Not everyone welcomes the peace. Shunning the tenth-anniversary celebrations last April, Jim Allister, a former DUP leader, declared that the Good Friday Agreement "rewarded 30 years of terrorism in Northern Ireland by undermining both justice and democracy." Surprisingly, the construction of so-called peace walls—barriers of steel, concrete and barbed wire erected between Protestant and Catholic neighborhoods—has continued since the agreement. Most of the walls, which range from a few hundred yards to three miles in length, stretch across working-class neighborhoods of Belfast, where Protestants and Catholics live hard by one another and sectarian animosities haven't died down. Some IRA splinter groups are still planting explosives and, rarely, executing enemies.
During the Troubles, IRA and Loyalist paramilitaries functioned as neighborhood security forces, often keeping the two sides at bay. Now those internal controls have disappeared, and communities have requested that the municipal council construct barriers to protect residents.
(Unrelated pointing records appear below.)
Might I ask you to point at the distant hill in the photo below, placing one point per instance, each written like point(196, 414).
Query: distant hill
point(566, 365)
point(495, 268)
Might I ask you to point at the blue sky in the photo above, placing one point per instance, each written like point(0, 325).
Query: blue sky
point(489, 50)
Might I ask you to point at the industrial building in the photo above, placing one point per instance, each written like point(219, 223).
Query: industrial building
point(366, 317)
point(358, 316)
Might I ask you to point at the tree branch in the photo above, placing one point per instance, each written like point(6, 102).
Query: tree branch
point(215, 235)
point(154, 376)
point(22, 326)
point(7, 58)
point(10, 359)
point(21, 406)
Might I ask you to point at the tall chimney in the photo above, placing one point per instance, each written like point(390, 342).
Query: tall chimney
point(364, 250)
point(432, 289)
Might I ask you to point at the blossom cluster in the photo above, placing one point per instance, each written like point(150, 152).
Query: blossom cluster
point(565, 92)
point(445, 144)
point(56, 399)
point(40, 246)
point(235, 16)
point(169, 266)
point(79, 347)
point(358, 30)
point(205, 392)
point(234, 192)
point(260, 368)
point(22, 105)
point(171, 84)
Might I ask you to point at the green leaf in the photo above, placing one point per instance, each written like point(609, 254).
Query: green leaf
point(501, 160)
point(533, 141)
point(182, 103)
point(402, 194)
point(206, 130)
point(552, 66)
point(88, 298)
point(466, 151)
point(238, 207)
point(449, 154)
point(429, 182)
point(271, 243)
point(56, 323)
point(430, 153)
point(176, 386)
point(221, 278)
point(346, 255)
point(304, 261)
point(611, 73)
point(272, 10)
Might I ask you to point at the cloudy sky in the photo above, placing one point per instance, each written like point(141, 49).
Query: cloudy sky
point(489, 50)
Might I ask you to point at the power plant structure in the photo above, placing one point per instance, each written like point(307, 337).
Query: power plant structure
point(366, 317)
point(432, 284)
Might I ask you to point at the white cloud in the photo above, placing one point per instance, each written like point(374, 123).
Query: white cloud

At a business conference in Belfast last May, New York City Mayor Michael Bloomberg commended the progress made so far. But he said that the peace walls would have to be dismantled before U.S. companies step up investment. Paisley responded that only local communities could decide when the time is right. The peace process "is not like going into a darkened room and turning on a light switch," says McGuinness. The IRA, the armed wing of McGuinness' own Sinn Féin, waited seven years before handing over its weapons. "It's going to take time."
Even in its embryonic stages, though, the Northern Ireland agreement is increasingly regarded as a model of conflict resolution. Politicians from Israel and Palestine to Sri Lanka and Iraq have studied the accord as a way to move a recalcitrant, even calcified, peace process forward. McGuinness recently traveled to Helsinki to mediate between Iraqi Sunnis and Shiites. And Morgan Tsvangirai, Zimbabwe's opposition leader, praised Northern Ireland's "new beginnings" when he visited Belfast last spring to address a gathering of liberal parties from around the world.